La spectaculaire opération anticorruption lancée mardi contre des proches du Premier ministre islamo-conservateur Recep Tayyip Erdogan continue à faire des vagues politiques en Turquie et fragilise sa position à la veille d’une année électorale importante.
Mis en cause par l’opposition qui a réclamé sa démission, M. Erdogan a riposté mercredi en dénonçant une «sale opération» contre son gouvernement. Mais sa situation reste délicate face aux critiques, surtout celles venues de ses ex-alliés de la puissante confrérie du prédicateur musulman Fetullah Gülen.
Neuf personnes interpellées mardi à Istanbul et Ankara ont été remises en liberté mercredi soir, ont rapporté les médias turcs.
Mais 41 autres étaient toujours interrogées, à commencer par les fils des ministres de l’Economie, de l’Intérieur et de l’Environnement, le patron de la banque publique Halk Bankasi, Suleyman Aslan, et le maire du district stambouliote de Fatih, Mustafa Demir, membre du parti au pouvoir.
La révélation quotidienne des turpitudes de ces personnalités proches du pouvoir a créé une onde de choc en Turquie, où les réseaux sociaux tournent en dérision la «folie du billet vert» qui s’est emparée d’elles.
Le scandale ne pouvait plus mal tomber pour le Premier ministre, qui a lancé ces derniers jours, la campagne de son Parti de la justice et du développement (AKP), ou «AK parti», pour les municipales de mars lors de meetings géants.
A chacune de ses interventions, M. Erdogan, à qui l’on prête aussi l’intention de se présenter à la présidentielle d’août 2014, s’est vanté d’être le chef d’un parti portant le nom de «AK», qui signifie aussi blanc ou propre en turc.

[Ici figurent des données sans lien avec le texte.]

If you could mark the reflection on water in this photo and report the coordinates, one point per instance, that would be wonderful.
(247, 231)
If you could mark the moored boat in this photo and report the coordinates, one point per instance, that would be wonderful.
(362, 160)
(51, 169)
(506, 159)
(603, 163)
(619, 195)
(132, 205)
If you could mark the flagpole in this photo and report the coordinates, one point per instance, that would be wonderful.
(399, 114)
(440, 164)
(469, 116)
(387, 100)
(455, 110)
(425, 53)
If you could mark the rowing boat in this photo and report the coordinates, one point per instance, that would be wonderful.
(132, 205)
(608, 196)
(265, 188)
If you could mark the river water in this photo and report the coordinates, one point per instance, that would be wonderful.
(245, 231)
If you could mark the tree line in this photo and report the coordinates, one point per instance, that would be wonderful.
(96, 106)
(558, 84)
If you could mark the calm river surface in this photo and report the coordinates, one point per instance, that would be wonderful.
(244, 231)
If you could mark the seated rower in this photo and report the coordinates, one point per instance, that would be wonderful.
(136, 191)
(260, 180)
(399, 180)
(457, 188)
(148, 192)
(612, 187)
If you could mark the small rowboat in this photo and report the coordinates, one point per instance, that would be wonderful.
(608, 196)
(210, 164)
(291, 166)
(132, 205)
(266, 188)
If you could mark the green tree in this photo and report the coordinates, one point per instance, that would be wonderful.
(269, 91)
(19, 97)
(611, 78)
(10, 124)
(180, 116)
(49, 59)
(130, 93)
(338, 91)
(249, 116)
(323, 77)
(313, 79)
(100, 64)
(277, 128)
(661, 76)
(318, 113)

Depuis mardi, ses adversaires et de nombreux éditorialistes s’en donnent à cœur joie pour rappeler que l’affairisme immobilier du gouvernement figurait au premier rang des critiques des manifestants qui ont exigé sa démission en juin dernier.

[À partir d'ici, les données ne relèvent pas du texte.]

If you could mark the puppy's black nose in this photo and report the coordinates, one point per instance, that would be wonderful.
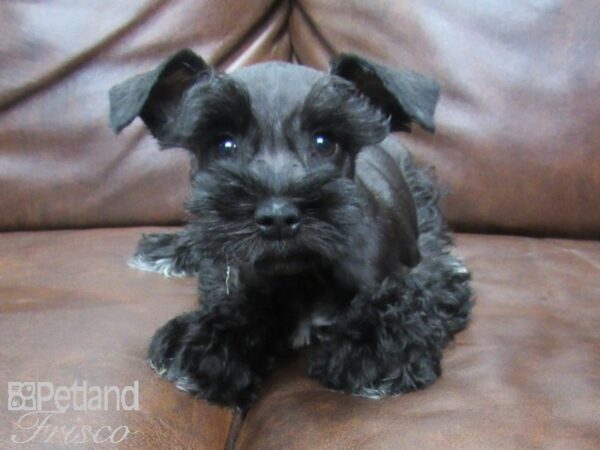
(277, 219)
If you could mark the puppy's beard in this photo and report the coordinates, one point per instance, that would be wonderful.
(223, 205)
(272, 264)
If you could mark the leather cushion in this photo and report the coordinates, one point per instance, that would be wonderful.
(518, 123)
(524, 374)
(60, 164)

Depuis mardi, plus d’une trentaine de responsables policiers d’Istanbul et Ankara ont ainsi été démis de leurs fonctions pour avoir, selon leur hiérarchie et le gouvernement, «abusé de leurs pouvoirs», selon les médias.
Mais pour beaucoup d’observateurs, l’opération anticorruption participe bel et bien de cette guerre fratricide au sein de la majorité. «Le mouvement (Gülen) a fait savoir qu’il était là et décidé à protéger ses intérêts», estime l’analyste Rusen Cakir.
Face à cette menace, M. Erdogan pourrait bien profiter du remaniement ministériel annoncé pour remplacer les ministres candidats aux municipales pour se débarrasser des autres membres de son gouvernement mis en cause, selon des sources proches du pouvoir.